Clinically, IK1 has been found to be downregulated in electrophysiological remodeling due to heart failure [3]. In Andersen's syndrome, a recently described channelopathy based on mutations in Kir2.1 potassium channels, which contribute to IK1, QT prolongation and ventricular arrhythmias, have been observed [4]. Complex ventricular ectopy and polymorphic ventricular tachycardia were often noticed in patients with Andersen's syndrome whereas torsades de pointes and ventricular fibrillation were rare [5]. These cardiac manifestations are considered to be a consequence of reduced IK1 current density and have been classified as a new type of hereditary long QT syndrome (LQT-7) [5].

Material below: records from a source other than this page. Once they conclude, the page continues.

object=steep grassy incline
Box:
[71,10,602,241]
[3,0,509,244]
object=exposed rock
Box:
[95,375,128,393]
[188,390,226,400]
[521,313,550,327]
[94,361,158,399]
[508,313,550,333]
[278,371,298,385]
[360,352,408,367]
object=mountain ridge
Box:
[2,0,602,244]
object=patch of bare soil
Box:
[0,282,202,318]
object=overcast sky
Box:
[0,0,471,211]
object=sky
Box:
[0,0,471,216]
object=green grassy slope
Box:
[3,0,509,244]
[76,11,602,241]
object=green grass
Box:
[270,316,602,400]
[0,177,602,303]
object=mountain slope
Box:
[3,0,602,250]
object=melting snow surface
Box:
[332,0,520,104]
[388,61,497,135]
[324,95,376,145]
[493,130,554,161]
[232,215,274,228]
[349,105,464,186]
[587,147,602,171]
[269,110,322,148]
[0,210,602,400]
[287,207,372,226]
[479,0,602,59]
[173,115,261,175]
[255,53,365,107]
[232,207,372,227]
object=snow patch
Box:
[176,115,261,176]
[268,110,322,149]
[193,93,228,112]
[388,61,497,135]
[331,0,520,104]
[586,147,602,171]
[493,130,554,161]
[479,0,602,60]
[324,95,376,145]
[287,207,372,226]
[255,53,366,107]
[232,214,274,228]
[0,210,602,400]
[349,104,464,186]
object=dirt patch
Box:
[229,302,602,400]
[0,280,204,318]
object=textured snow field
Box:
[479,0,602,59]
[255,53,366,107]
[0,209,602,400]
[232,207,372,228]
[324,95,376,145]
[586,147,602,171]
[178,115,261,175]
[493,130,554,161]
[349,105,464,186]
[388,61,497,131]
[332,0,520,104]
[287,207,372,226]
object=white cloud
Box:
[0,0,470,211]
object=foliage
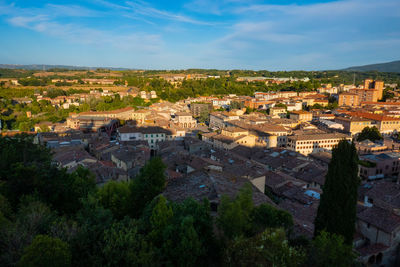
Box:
[0,135,95,213]
[309,231,356,267]
[230,101,244,109]
[224,228,306,267]
[357,126,383,142]
[129,157,166,218]
[314,140,360,244]
[217,184,293,239]
[103,218,156,266]
[97,181,130,219]
[18,235,71,267]
[0,136,360,267]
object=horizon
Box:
[0,60,400,72]
[0,0,400,71]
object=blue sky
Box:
[0,0,400,70]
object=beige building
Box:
[202,127,261,150]
[338,93,360,107]
[286,133,351,155]
[175,112,197,128]
[290,110,312,122]
[210,111,239,129]
[350,112,400,134]
[335,117,372,136]
[349,88,380,105]
[269,107,287,118]
[131,109,150,124]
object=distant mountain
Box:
[0,64,129,70]
[343,60,400,73]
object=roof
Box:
[357,206,400,233]
[175,112,192,117]
[288,133,351,141]
[290,110,311,115]
[349,111,400,121]
[163,171,276,206]
[117,125,172,134]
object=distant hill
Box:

To date, the exact molecular composition of IK1 is still unclear. There is growing evidence that heteromeric assembly of Kir2.1 (KCNJ2) and Kir2.2/Kir2.1b (KCNJ12) potassium channels underlies a main part of the current [6–10]. Knockout mice lacking the Kir2.1 gene exhibited no measurable IK1 current whereas IK1 was reduced by almost 50% after Kir2.2 knockout [6]. In guinea pig heart, Kir2.2 appears to be the main contributor to IK1 [7]. It has been demonstrated that Kir2.1 and Kir2.2 form heteromeric channels in vitro and in rabbit cardiomyocytes [8,9]. Based on comparative studies of barium blocking properties, it has recently been suggested that human IK1 mainly results from heteromultimer formation among Kir2.1 and Kir2.2 [10].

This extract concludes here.